During Monday’s Preview Show, which featured juveniles working over the dirt track and turf course, the sale-topping filly breezed a furlong in the co-fastest time of 10 seconds.

“She is a tremendous physical, she had a superb breeze and her gallop out was really strong,” said Schumer, who bought the filly for Prince Sultan Bin Mishal Al Saud of Saudi Arabia. “She is by one of the leading sires of all time and she has a massive pedigree. A Tapit with that kind of pedigree, you have to expect to pay that kind of money. She was an obvious choice.

“Once you get above a certain number it is kind of numbing. I have never gone that high before, so it has not sunk in yet. Hopefully, she will be a Grade 1 horse.”

SALE-TOPPER

Hartley/De Renzo Thoroughbreds consigned the sale-topper. “We shipped in about 10 days ago,” Dean De Renzo said. “The weather is a little cooler than Florida, and they thrive when they come here. She is a May foal, and we have taken our time with her. We wanted to target a sale that is a little later in the year. We hope that Keeneland continues having this sale because we love the timing and we love to sell here.

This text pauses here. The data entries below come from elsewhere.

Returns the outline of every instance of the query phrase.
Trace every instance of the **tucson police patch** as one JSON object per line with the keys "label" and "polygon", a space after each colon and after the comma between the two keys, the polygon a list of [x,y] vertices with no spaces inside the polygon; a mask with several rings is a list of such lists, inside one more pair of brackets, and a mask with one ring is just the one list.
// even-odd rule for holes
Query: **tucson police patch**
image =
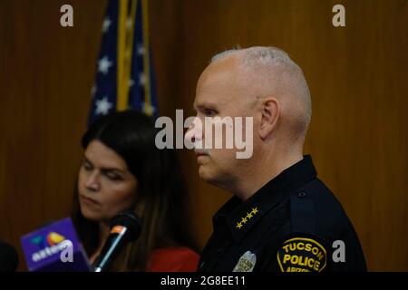
{"label": "tucson police patch", "polygon": [[294,237],[287,240],[277,251],[282,272],[320,272],[325,267],[325,249],[316,240]]}

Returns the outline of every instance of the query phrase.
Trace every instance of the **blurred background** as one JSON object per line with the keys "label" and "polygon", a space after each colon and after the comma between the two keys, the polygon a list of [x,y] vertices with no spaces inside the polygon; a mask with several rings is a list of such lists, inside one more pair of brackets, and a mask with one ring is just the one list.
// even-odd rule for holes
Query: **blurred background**
{"label": "blurred background", "polygon": [[[62,27],[60,7],[73,7]],[[345,27],[332,8],[345,7]],[[70,214],[94,83],[103,0],[0,0],[0,239]],[[368,269],[408,271],[408,1],[154,0],[149,34],[159,114],[193,115],[210,57],[274,45],[304,70],[313,102],[305,152],[342,202]],[[230,194],[180,150],[202,247]],[[20,264],[20,270],[25,266]]]}

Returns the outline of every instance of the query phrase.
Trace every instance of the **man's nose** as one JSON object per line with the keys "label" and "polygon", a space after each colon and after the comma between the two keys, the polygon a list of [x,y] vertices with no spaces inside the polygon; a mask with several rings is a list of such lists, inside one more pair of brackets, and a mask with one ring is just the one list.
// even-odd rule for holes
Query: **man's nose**
{"label": "man's nose", "polygon": [[196,117],[194,121],[189,125],[189,129],[184,135],[184,139],[187,140],[191,140],[192,143],[202,139],[202,126],[201,121]]}
{"label": "man's nose", "polygon": [[98,191],[100,189],[101,182],[99,180],[99,173],[97,170],[93,170],[86,179],[85,187],[91,191]]}

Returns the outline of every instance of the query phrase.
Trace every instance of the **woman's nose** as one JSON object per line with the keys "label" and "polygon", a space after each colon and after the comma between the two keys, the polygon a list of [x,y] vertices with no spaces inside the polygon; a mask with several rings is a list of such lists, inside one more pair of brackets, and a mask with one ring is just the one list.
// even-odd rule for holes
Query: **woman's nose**
{"label": "woman's nose", "polygon": [[98,191],[101,188],[98,171],[94,170],[88,176],[85,181],[85,187],[92,191]]}

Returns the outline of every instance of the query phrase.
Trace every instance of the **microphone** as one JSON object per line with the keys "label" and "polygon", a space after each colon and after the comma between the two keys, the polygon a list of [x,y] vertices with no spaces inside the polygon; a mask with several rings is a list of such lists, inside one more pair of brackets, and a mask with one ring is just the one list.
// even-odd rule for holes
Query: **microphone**
{"label": "microphone", "polygon": [[0,272],[15,272],[18,255],[11,245],[0,241]]}
{"label": "microphone", "polygon": [[121,250],[141,236],[141,219],[131,210],[118,214],[112,219],[110,226],[111,234],[94,263],[94,272],[107,271]]}

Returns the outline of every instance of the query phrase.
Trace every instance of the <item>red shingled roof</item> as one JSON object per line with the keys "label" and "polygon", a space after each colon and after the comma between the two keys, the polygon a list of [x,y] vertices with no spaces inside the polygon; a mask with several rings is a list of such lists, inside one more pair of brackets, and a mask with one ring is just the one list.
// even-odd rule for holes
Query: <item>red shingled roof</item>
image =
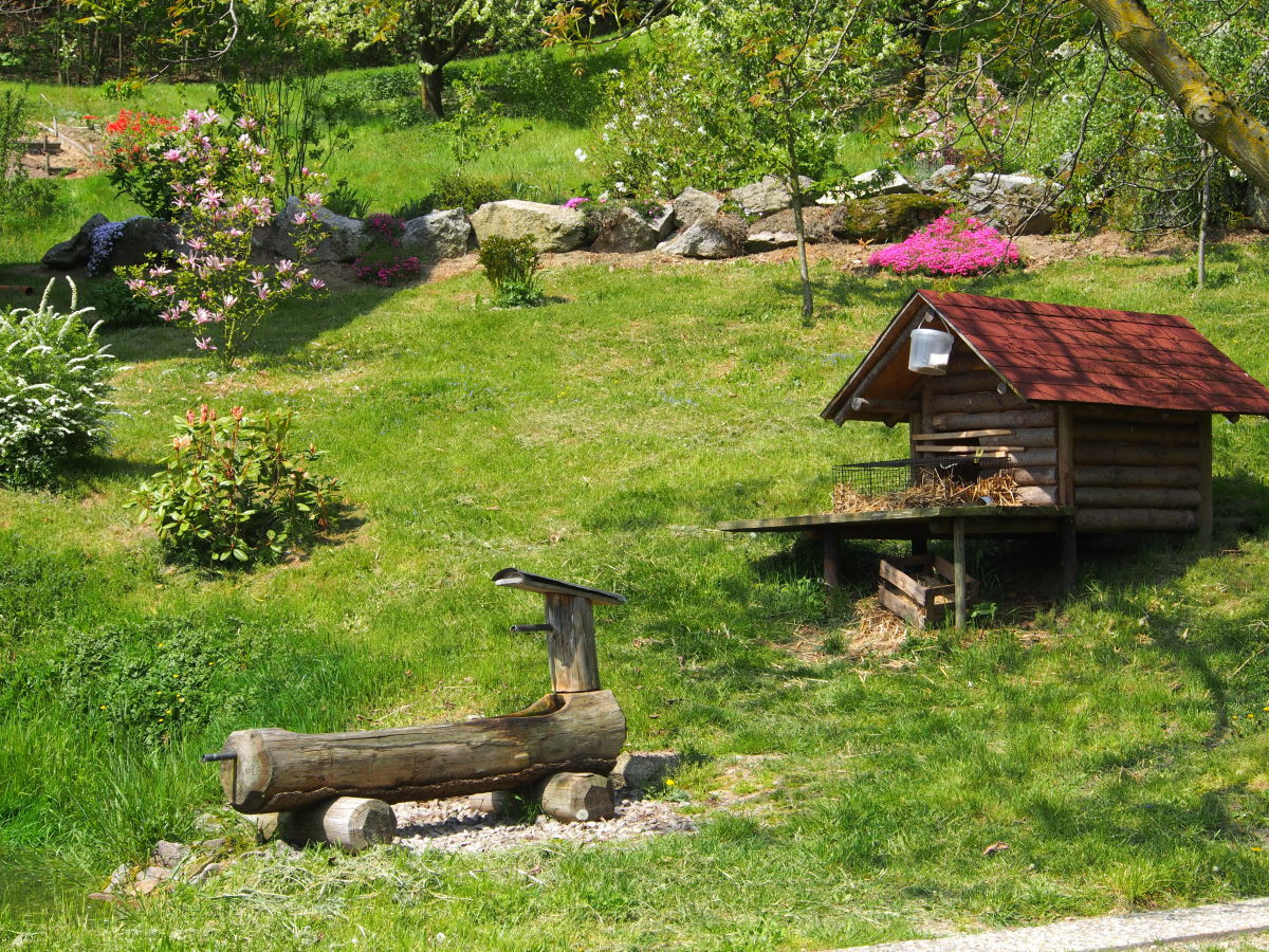
{"label": "red shingled roof", "polygon": [[1028,400],[1269,414],[1269,390],[1183,317],[916,293]]}

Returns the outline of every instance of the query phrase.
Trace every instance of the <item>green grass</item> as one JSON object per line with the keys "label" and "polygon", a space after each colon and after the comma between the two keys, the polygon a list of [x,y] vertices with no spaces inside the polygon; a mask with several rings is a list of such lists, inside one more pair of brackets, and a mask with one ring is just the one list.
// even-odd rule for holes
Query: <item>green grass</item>
{"label": "green grass", "polygon": [[[975,289],[1181,312],[1264,380],[1266,265],[1263,245],[1221,249],[1228,278],[1204,294],[1183,288],[1188,261],[1159,258]],[[0,491],[4,578],[20,593],[0,616],[25,632],[0,640],[0,683],[119,619],[237,618],[325,661],[297,660],[277,697],[159,749],[16,698],[0,713],[0,941],[807,948],[1269,892],[1264,536],[1091,553],[1061,612],[931,632],[896,659],[783,649],[849,630],[876,551],[849,550],[851,588],[826,602],[813,548],[712,524],[822,509],[831,463],[902,446],[817,413],[911,286],[826,265],[815,278],[811,324],[792,265],[750,261],[556,270],[547,292],[562,301],[528,311],[490,310],[476,275],[346,292],[280,316],[230,377],[180,333],[112,335],[128,364],[112,456],[57,494]],[[123,504],[171,416],[201,401],[293,409],[360,526],[247,575],[166,566]],[[1217,419],[1214,446],[1218,512],[1264,524],[1269,426]],[[1043,545],[976,557],[1001,603],[1056,570]],[[230,729],[449,720],[542,694],[542,646],[508,633],[538,603],[489,581],[506,565],[629,598],[599,613],[603,677],[631,748],[687,757],[698,834],[259,857],[127,915],[85,906],[155,839],[199,835],[221,795],[197,754]],[[260,661],[244,677],[278,673]],[[717,810],[717,791],[754,796]],[[1009,850],[983,857],[997,840]]]}

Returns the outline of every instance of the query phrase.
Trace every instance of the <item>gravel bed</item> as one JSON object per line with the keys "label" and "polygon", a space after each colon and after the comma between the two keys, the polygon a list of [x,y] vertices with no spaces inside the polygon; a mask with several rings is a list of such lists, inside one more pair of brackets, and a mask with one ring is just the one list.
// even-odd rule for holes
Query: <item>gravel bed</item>
{"label": "gravel bed", "polygon": [[675,803],[664,800],[623,798],[612,820],[562,823],[538,816],[522,823],[473,810],[467,797],[397,803],[397,844],[424,853],[489,853],[534,843],[619,843],[662,833],[690,833],[695,824]]}

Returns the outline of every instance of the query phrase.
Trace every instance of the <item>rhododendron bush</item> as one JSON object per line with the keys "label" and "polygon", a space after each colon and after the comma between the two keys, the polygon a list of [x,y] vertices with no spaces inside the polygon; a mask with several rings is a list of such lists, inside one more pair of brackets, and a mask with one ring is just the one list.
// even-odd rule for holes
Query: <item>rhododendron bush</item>
{"label": "rhododendron bush", "polygon": [[[279,305],[324,288],[303,267],[324,231],[317,192],[287,212],[297,260],[251,263],[251,232],[274,218],[273,175],[264,165],[268,150],[254,136],[255,121],[240,117],[233,128],[236,137],[209,109],[185,114],[162,154],[184,250],[175,261],[121,269],[133,294],[157,305],[164,321],[192,329],[195,347],[218,350],[227,368]],[[305,178],[311,187],[320,176],[306,169]]]}
{"label": "rhododendron bush", "polygon": [[948,209],[897,245],[879,248],[868,264],[896,274],[966,277],[1020,264],[1014,244],[990,225]]}

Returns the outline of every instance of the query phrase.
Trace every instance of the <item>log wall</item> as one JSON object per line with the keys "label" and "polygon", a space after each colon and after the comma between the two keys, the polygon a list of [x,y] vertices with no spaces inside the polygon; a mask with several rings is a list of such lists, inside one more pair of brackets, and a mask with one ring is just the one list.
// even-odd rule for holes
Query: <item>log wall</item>
{"label": "log wall", "polygon": [[[920,413],[909,420],[912,457],[937,456],[940,444],[995,447],[985,471],[1009,472],[1029,505],[1075,505],[1081,532],[1209,536],[1209,414],[1038,404],[1000,390],[1001,380],[958,344],[947,376],[921,387]],[[976,430],[1008,433],[963,435]]]}

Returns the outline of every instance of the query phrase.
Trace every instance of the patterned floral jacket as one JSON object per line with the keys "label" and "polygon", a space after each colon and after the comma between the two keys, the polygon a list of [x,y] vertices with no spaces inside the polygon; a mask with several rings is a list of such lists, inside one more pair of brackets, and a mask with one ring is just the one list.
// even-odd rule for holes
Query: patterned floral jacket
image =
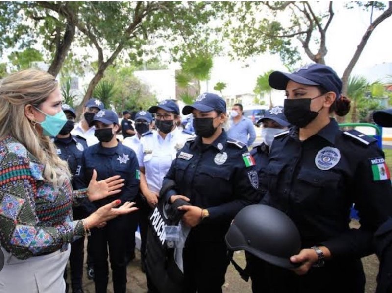
{"label": "patterned floral jacket", "polygon": [[72,203],[85,197],[70,181],[55,188],[43,177],[44,166],[22,144],[0,140],[0,243],[21,259],[46,254],[85,234],[73,221]]}

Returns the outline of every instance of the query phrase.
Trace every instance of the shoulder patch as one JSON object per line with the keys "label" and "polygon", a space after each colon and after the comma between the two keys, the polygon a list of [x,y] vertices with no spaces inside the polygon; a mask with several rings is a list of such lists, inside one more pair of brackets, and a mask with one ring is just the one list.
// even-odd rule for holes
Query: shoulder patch
{"label": "shoulder patch", "polygon": [[368,136],[366,135],[363,134],[355,129],[351,129],[343,132],[345,135],[350,137],[353,140],[359,141],[365,145],[368,145],[372,142],[377,141],[377,139]]}
{"label": "shoulder patch", "polygon": [[246,146],[246,145],[245,143],[241,142],[239,140],[236,140],[235,139],[233,139],[232,138],[229,138],[227,139],[227,143],[230,144],[233,144],[238,147],[239,149],[242,149],[245,146]]}
{"label": "shoulder patch", "polygon": [[289,132],[290,132],[290,130],[289,129],[288,129],[287,130],[286,130],[285,131],[284,131],[283,132],[281,132],[281,133],[278,133],[277,135],[274,135],[273,137],[279,137],[279,136],[281,136],[282,135],[287,135]]}
{"label": "shoulder patch", "polygon": [[144,133],[144,134],[142,134],[142,136],[145,136],[146,135],[148,135],[152,134],[153,133],[152,131],[149,130],[148,131]]}

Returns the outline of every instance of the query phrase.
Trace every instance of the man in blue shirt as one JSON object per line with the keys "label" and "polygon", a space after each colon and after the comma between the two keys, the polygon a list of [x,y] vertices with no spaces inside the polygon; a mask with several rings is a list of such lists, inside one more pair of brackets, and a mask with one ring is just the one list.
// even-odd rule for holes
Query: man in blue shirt
{"label": "man in blue shirt", "polygon": [[256,139],[256,132],[252,121],[242,114],[242,105],[235,104],[231,108],[231,125],[227,130],[227,136],[249,147]]}

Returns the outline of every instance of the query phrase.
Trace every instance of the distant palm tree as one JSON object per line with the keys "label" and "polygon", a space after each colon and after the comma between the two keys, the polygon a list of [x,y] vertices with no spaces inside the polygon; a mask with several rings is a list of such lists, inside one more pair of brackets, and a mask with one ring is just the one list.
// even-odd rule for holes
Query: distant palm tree
{"label": "distant palm tree", "polygon": [[269,95],[270,108],[272,108],[273,107],[271,95],[273,89],[270,85],[268,82],[268,78],[273,71],[273,70],[270,70],[269,71],[264,73],[262,75],[259,75],[259,77],[257,77],[257,80],[256,82],[256,86],[255,87],[254,90],[253,90],[253,92],[256,94],[260,95],[260,98],[261,97],[262,94],[263,93],[266,93]]}
{"label": "distant palm tree", "polygon": [[358,105],[360,100],[365,97],[369,88],[369,82],[362,76],[352,76],[348,79],[347,95],[353,102],[351,108],[351,122],[358,121]]}

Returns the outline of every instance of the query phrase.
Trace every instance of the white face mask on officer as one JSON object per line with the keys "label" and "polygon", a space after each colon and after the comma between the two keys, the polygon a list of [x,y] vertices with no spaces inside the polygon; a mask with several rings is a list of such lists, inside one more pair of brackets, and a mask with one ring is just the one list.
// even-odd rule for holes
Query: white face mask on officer
{"label": "white face mask on officer", "polygon": [[231,112],[230,113],[230,115],[231,116],[231,117],[234,118],[235,117],[238,116],[238,112],[235,110],[231,110]]}
{"label": "white face mask on officer", "polygon": [[284,129],[280,128],[263,128],[261,129],[262,139],[264,143],[270,148],[272,144],[274,136],[284,130]]}

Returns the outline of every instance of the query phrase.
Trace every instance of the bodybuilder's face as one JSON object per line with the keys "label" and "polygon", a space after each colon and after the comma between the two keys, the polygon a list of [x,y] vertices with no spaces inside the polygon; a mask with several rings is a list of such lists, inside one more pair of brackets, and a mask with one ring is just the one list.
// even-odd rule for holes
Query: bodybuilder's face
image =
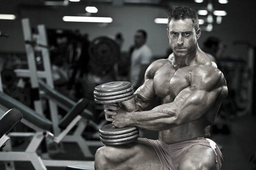
{"label": "bodybuilder's face", "polygon": [[201,30],[196,32],[190,18],[175,20],[169,24],[169,44],[175,55],[184,57],[196,48]]}

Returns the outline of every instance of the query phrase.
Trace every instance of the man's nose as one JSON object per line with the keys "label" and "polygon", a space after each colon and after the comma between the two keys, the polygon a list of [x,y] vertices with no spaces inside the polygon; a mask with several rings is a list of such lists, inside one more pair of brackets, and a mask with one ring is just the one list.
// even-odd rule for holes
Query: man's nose
{"label": "man's nose", "polygon": [[178,45],[182,45],[184,42],[183,41],[183,37],[182,37],[182,35],[180,34],[179,35],[179,37],[178,38]]}

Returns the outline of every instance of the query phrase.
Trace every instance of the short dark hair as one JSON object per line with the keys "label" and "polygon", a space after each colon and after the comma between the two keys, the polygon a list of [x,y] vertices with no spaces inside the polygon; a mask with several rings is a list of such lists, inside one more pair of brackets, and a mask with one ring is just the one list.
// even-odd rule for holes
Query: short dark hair
{"label": "short dark hair", "polygon": [[143,35],[143,36],[144,37],[144,38],[145,39],[145,40],[147,39],[147,32],[146,32],[146,31],[145,31],[144,30],[139,30],[137,31],[137,32],[139,32],[142,33],[142,34]]}
{"label": "short dark hair", "polygon": [[196,31],[199,28],[199,21],[197,13],[194,9],[190,7],[180,6],[176,7],[171,11],[168,17],[167,27],[168,29],[169,24],[172,18],[175,20],[190,18],[192,20]]}

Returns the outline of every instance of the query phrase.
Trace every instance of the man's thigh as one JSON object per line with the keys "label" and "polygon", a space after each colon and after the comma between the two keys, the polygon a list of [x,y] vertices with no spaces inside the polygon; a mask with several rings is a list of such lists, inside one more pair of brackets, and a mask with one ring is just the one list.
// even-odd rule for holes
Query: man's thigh
{"label": "man's thigh", "polygon": [[131,144],[105,146],[102,149],[104,151],[102,155],[105,155],[108,161],[105,166],[112,167],[112,169],[161,169],[154,149],[145,139],[139,138]]}
{"label": "man's thigh", "polygon": [[190,148],[181,159],[178,169],[214,170],[216,162],[216,155],[212,148],[195,144]]}

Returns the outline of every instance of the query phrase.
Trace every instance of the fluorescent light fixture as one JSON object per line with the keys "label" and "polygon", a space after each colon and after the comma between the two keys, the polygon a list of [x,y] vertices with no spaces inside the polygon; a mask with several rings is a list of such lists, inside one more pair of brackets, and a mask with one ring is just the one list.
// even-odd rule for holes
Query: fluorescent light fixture
{"label": "fluorescent light fixture", "polygon": [[208,14],[208,11],[207,10],[198,10],[198,13],[200,15],[206,15]]}
{"label": "fluorescent light fixture", "polygon": [[112,22],[113,20],[110,17],[92,17],[64,16],[64,21],[81,22]]}
{"label": "fluorescent light fixture", "polygon": [[222,20],[222,17],[221,16],[217,16],[216,17],[216,23],[217,24],[220,24],[221,23]]}
{"label": "fluorescent light fixture", "polygon": [[97,13],[98,9],[95,7],[86,7],[85,10],[90,13]]}
{"label": "fluorescent light fixture", "polygon": [[225,16],[227,15],[227,12],[225,11],[214,11],[213,15],[217,16]]}
{"label": "fluorescent light fixture", "polygon": [[209,3],[207,4],[207,9],[208,9],[209,11],[213,11],[213,4]]}
{"label": "fluorescent light fixture", "polygon": [[204,24],[204,20],[203,19],[199,19],[198,20],[199,20],[200,25],[203,25],[203,24]]}
{"label": "fluorescent light fixture", "polygon": [[209,24],[207,25],[206,27],[206,31],[209,32],[212,31],[213,30],[213,24]]}
{"label": "fluorescent light fixture", "polygon": [[68,0],[64,1],[47,1],[45,2],[44,4],[49,6],[67,6],[68,5]]}
{"label": "fluorescent light fixture", "polygon": [[156,24],[167,24],[168,18],[158,18],[154,20],[154,21]]}
{"label": "fluorescent light fixture", "polygon": [[228,0],[218,0],[218,2],[220,4],[227,4],[228,2]]}
{"label": "fluorescent light fixture", "polygon": [[0,14],[0,19],[14,20],[16,18],[13,14]]}
{"label": "fluorescent light fixture", "polygon": [[207,22],[209,23],[213,22],[213,15],[209,15],[207,16]]}

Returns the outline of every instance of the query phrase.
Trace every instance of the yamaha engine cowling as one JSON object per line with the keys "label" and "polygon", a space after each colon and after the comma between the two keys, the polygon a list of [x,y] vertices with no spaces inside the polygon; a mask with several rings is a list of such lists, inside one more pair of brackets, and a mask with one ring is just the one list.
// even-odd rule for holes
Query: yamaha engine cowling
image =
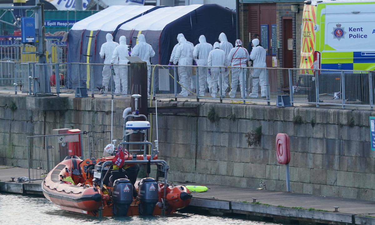
{"label": "yamaha engine cowling", "polygon": [[133,202],[133,185],[130,180],[118,179],[115,181],[112,190],[112,200],[114,204],[113,214],[126,216],[130,204]]}
{"label": "yamaha engine cowling", "polygon": [[140,182],[138,198],[141,202],[140,214],[152,216],[159,201],[159,186],[153,178],[144,178]]}

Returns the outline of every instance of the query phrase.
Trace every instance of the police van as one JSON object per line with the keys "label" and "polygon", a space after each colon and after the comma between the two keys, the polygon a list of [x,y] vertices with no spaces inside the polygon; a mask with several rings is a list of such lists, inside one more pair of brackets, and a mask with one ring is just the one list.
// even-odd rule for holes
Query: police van
{"label": "police van", "polygon": [[[375,70],[375,1],[305,1],[302,18],[300,68]],[[368,87],[364,77],[357,82]],[[339,78],[322,78],[320,86],[335,82],[334,86],[341,86]],[[352,100],[358,98],[351,95]]]}

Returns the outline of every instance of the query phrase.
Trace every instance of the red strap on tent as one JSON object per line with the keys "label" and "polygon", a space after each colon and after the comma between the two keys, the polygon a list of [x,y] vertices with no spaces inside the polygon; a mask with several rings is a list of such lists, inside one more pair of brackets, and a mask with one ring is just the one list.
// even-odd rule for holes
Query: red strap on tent
{"label": "red strap on tent", "polygon": [[86,30],[86,29],[84,29],[82,32],[82,34],[81,36],[81,50],[80,50],[80,60],[81,60],[82,57],[82,39],[83,38],[83,33]]}
{"label": "red strap on tent", "polygon": [[[240,60],[240,63],[238,64],[236,64],[235,65],[233,65],[233,66],[238,66],[238,65],[241,65],[241,64],[246,64],[246,62],[244,63],[241,63],[241,60],[242,59],[243,59],[243,58],[233,58],[233,57],[234,57],[234,54],[236,54],[236,53],[237,52],[237,51],[238,51],[238,50],[240,48],[242,48],[242,49],[243,49],[244,50],[245,50],[245,49],[244,48],[242,48],[242,47],[237,47],[237,50],[236,50],[236,51],[234,52],[234,53],[233,53],[233,55],[232,56],[232,59],[231,60],[231,62],[232,61],[232,60],[234,60],[234,59],[239,59]],[[245,53],[246,54],[246,56],[248,55],[248,52],[246,52],[246,51],[245,51]]]}
{"label": "red strap on tent", "polygon": [[94,61],[95,62],[95,60],[96,58],[96,36],[98,35],[98,33],[99,33],[99,31],[100,31],[100,30],[98,30],[98,31],[96,32],[96,34],[95,35],[95,46],[94,47]]}

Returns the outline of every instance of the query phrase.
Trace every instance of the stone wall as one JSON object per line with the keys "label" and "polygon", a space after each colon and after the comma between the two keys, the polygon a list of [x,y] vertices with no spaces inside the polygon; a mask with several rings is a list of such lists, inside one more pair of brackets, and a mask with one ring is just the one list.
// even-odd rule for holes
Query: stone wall
{"label": "stone wall", "polygon": [[[9,108],[12,102],[16,109]],[[177,103],[197,106],[199,112],[158,116],[160,156],[170,165],[170,179],[252,188],[261,182],[268,189],[285,191],[285,166],[276,162],[275,146],[276,135],[284,133],[290,139],[292,191],[375,200],[375,152],[369,128],[369,116],[375,112]],[[122,112],[129,105],[126,98],[114,101],[114,138],[122,136]],[[110,109],[109,98],[0,95],[0,165],[27,167],[27,136],[62,128],[110,130]],[[218,120],[211,122],[209,112]],[[155,122],[154,115],[152,140]],[[260,145],[248,147],[245,134],[260,126]]]}
{"label": "stone wall", "polygon": [[[164,115],[158,118],[161,156],[170,165],[172,180],[252,188],[258,188],[261,182],[268,189],[286,190],[285,166],[276,162],[275,150],[276,135],[284,133],[290,139],[292,191],[375,200],[375,152],[371,150],[368,126],[369,116],[375,112],[233,104],[199,106],[198,117]],[[213,123],[207,117],[213,107],[220,118]],[[294,123],[298,116],[302,123]],[[260,126],[260,146],[249,147],[245,134]]]}

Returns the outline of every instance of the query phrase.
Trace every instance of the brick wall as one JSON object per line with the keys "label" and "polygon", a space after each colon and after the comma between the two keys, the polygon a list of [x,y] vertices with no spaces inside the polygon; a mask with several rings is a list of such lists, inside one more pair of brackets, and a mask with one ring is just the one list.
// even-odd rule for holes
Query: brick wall
{"label": "brick wall", "polygon": [[247,49],[250,41],[249,37],[249,8],[247,4],[240,4],[240,39]]}
{"label": "brick wall", "polygon": [[[300,4],[300,12],[296,13],[291,11],[292,4]],[[277,20],[278,39],[280,41],[280,57],[278,61],[278,67],[282,68],[282,22],[283,16],[291,16],[292,22],[293,39],[295,40],[294,46],[293,48],[293,67],[299,68],[300,62],[301,50],[301,26],[302,25],[302,17],[303,11],[303,4],[299,2],[288,3],[277,3],[276,4],[276,14]],[[287,43],[286,44],[287,44]]]}

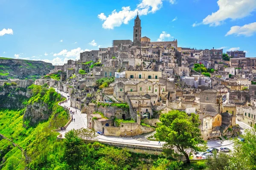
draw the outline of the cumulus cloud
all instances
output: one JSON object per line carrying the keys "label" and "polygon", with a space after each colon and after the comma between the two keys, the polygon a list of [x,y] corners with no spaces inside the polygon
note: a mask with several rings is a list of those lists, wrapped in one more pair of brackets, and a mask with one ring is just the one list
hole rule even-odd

“Everybody is here – owners, trainers, bloodstock agents and farm owners who see a filly like that and think she will have a lot of broodmare value later after she races. That is a reason we brought fillies here, to attract breeders who are in this area.”

At $500,000, the top-priced horse of racing age was this year’s Grade 2 Fair Grounds Oaks third-place finisher Sweet Diane. Ina Bond’s River Bend Farm acquired the three-year-old daughter of Will Take Charge, who has been in the money in each of her five career starts. ELiTE consigned Sweet Diane who is from the family of champion Good Magic and Grade 1 winner Magical Maiden.

“This is a new direction for us,” River Bend farm manager Larry Weeden said. “We have been selling yearlings here for almost 30 years. We have a broodmare band of about 12 and try to focus on quality rather than quantity. Eddie Kenneally trains for us. We have high hopes that this will turn into something fun.”

Sweet Diane has 22 points on the Road to the Kentucky Oaks to rank 16th on the list of leading point earners. The top 14 will earn a spot in the starting gate for the $1.25 million Grade 1 Oaks at Churchill Downs on May 3rd.